[BBLISA] Looking for disk destruction in metro Boston/Manchester NH area.

Brian O'Neill oneill at oinc.net
Thu Feb 7 16:42:40 EST 2013


On 2/7/2013 4:35 PM, John P. Rouillard wrote:
>
> In message <51140666.3050004 at oinc.net>,
> "Brian O'Neill" writes:
>> On 2/7/2013 2:04 PM, John P. Rouillard wrote:
>>> Our normal decomissioning (before releasing to employees or sending it
>>> out for recyling) is to run a single cycle dban with a zero pass for
>>> normal drives. For drives with sensitive (PII or contractually
>>> obligated data) we return the drives to the supplier or do a more
>>> extensive wipe of the data using multiple methods.
>>
>> Ironically I'm at a datacenter all day today, wiping systems.
>> Unfortunately DBAN failed to work on a number of systems (they all have
>> hardware RAID), so we're using live CDs and a perl script I whipped up
>> that writes pseudo-random data directly to the drives.
>
> We use 3ware, areca and LSI hardware raid.
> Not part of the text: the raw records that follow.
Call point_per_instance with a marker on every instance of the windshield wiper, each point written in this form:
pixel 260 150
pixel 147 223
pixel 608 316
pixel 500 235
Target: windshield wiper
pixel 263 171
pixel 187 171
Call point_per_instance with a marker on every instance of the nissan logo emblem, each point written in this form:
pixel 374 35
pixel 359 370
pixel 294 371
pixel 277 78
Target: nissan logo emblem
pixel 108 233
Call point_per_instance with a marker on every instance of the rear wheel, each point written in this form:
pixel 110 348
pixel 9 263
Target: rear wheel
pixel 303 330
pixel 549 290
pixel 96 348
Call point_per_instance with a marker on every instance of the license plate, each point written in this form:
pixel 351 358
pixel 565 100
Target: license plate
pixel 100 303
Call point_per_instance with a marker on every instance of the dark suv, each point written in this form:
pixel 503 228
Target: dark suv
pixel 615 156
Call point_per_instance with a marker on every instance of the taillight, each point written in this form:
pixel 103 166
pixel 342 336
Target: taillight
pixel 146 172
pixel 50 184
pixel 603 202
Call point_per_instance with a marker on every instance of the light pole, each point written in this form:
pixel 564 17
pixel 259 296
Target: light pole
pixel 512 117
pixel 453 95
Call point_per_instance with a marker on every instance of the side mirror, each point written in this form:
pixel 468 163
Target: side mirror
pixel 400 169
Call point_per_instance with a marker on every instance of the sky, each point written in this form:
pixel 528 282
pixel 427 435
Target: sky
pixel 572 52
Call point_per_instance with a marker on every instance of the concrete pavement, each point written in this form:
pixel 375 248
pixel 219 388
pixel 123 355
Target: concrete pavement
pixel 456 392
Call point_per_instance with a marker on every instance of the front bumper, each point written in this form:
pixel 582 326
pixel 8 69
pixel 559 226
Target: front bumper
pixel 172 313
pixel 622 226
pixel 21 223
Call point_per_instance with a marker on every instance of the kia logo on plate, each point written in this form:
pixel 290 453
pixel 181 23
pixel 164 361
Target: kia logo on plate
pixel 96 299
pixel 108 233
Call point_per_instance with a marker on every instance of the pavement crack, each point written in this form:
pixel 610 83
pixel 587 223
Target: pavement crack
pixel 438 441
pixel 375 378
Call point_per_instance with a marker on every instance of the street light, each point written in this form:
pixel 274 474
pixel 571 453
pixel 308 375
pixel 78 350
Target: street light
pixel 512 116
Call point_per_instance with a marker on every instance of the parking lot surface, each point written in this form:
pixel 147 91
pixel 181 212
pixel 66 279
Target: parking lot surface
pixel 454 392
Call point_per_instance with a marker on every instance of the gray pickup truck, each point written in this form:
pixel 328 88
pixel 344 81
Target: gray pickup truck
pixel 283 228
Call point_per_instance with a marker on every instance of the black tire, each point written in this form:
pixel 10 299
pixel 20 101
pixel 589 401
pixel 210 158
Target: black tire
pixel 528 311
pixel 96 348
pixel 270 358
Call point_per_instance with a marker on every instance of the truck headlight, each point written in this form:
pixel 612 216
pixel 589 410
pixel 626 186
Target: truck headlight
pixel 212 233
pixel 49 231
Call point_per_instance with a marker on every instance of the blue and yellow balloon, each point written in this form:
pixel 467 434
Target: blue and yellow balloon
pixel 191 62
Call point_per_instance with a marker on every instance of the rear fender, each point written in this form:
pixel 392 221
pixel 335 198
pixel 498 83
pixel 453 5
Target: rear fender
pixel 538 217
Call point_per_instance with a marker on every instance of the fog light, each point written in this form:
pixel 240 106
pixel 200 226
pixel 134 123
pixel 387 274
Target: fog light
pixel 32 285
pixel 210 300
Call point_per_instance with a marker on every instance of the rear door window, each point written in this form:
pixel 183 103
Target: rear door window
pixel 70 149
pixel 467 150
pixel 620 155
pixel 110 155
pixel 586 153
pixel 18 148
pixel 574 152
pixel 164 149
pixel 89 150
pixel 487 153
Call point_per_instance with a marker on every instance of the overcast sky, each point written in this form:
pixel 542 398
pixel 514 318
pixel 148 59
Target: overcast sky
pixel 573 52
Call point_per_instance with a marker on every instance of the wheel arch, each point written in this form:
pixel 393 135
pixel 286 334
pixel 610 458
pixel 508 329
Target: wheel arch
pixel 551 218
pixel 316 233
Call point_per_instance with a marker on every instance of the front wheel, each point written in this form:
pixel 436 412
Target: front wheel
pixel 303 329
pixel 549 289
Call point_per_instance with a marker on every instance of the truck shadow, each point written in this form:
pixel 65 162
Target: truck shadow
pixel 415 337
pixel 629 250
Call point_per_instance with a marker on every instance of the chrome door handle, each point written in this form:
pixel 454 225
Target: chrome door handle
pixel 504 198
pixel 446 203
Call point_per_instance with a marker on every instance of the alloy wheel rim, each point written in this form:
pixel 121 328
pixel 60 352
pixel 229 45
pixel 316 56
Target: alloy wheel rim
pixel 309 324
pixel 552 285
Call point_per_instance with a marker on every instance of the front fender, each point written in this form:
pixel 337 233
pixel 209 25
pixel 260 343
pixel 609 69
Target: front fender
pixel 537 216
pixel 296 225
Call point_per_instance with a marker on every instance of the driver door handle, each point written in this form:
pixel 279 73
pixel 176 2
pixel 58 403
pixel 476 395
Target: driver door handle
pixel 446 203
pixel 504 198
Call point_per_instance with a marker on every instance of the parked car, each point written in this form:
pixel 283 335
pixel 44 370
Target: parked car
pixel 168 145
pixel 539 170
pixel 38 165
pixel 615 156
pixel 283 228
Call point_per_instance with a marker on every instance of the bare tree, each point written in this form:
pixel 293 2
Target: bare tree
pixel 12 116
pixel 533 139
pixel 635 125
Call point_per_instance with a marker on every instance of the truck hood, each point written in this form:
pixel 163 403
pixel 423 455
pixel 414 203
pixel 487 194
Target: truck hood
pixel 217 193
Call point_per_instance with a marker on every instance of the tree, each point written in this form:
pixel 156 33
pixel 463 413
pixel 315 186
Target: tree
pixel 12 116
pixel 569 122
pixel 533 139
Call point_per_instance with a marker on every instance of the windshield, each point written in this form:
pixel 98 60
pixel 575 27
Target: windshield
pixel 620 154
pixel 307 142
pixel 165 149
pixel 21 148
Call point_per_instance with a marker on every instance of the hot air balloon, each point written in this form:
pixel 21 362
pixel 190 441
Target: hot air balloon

The trick with those is to
> turn the disks into jbods. IIRC on 3ware, you destroy the raid, set
> the controler to export jbods and type J or j to turn your disks into
> jbod disks.  On LSI you do it by creating a raid 0 consisting of a
> single disk. Don't know how we do it on areca's.
>
> But once you have jbod'ed them you can see all the disks in the array
> and dban has worked fine. The nice part is that you get to wipe all of
> the disks in parallel which speeds up the wipe process. Also some raid
> controllers trim the disks to a size slightly smaller than the actual
> drive size (so you can mix and match drives with the same nominal size
> but slightly different real sizes). Some raids use that extra space
> for metadata. By jbodding you get to clean that off as well.

Yeah, we tried JBOD'ing the disks, and it didn't work for some reason. 
There are a variety of HP and Dell controllers. And we weren't terribly 
concerned with the reserved space, just the filesystem data.